The Giants of Jazz tour was recorded live in London in 1971; the next day Monk made studio recordings solo and with a trio with Blakey and bassist Al McKibbon (b Alfred Benjamin McKibbon, 1 January 1919, Chicago; d 29 July 2005) for Black Lion, produced by Alan Bates; all this was issued complete for the first time in a limited edition four-disc The Complete Black Lion And Vogue Recordings Of Thelonious Monk '86 on Mosaic (with the '54 Paris tracks), and on Black Lion '96 (on three CDs excluding the '54 tracks but with two more alternative trio tracks). This great American artist was not recorded again in the last decade of his life. Various European tours have been bootlegged; a '67 broadcast from Rotterdam included the quartet, quintet with Terry, octet with Copeland, Phil Woods, Johnny Griffin and trombonist Jimmy Cleveland. Steve Lacy, who played with Monk in 1960 and at Lincoln Center, played Monk's music exclusively for some time; the group Sphere specialized in it. His son Thelonious Jr is a drummer.

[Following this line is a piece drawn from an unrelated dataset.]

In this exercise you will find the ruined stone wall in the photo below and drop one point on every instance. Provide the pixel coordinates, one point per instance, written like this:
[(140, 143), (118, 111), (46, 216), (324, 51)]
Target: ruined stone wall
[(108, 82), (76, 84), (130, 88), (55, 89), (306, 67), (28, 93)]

Lyrics have been written to Monk's tunes by Ben Sidran, Hendricks, Mike Ferro and others; Carmen McRae Sings Thelonious Monk '90 on BMG/Novus was a delight, 'Well You Needn't' becoming Ferro's 'It's Over Now'. That's The Way I Feel Now '84 on A&M was a two-disc tribute including some poppish silliness (the opening track spoiled by absurdly loud rock drumming, the antithesis of Monk's subtlety) but also work by Lacy, Griffin, Rouse, Bobby McFerrin, Carla Bley and others. Paul Motian's Monk In Motian is another of many albums of Monk tunes. 

John Coltrane played with Monk for only a few months, and the only recordings available showed him still coming to terms with the music, until the discovery of a Voice of America recording in excellent sound made in November 1957: Thelonious Monk Quartet With John Coltrane At Carnegie Hall on Blue Note, with Shadow Wilson on drums and Ahmed Abdul-Malik on bass, was pure joy, the most exciting release of 2005.

For more on the Jazz Loft, where Monk and Overton worked together, see Overton's entry. Duke University's Jazz Loft Project has a website here, where you can hear a CDS Radio podcast called Digging Up Thelonious Monk's Southern Roots. Brilliant Corners, by Chris Sheridan, was the first useful biography, including a discography; Robin D.G. Kelley's Thelonious Monk: The Life and Times of an American Original (2009) was immediately one of the all-time great jazz biographies.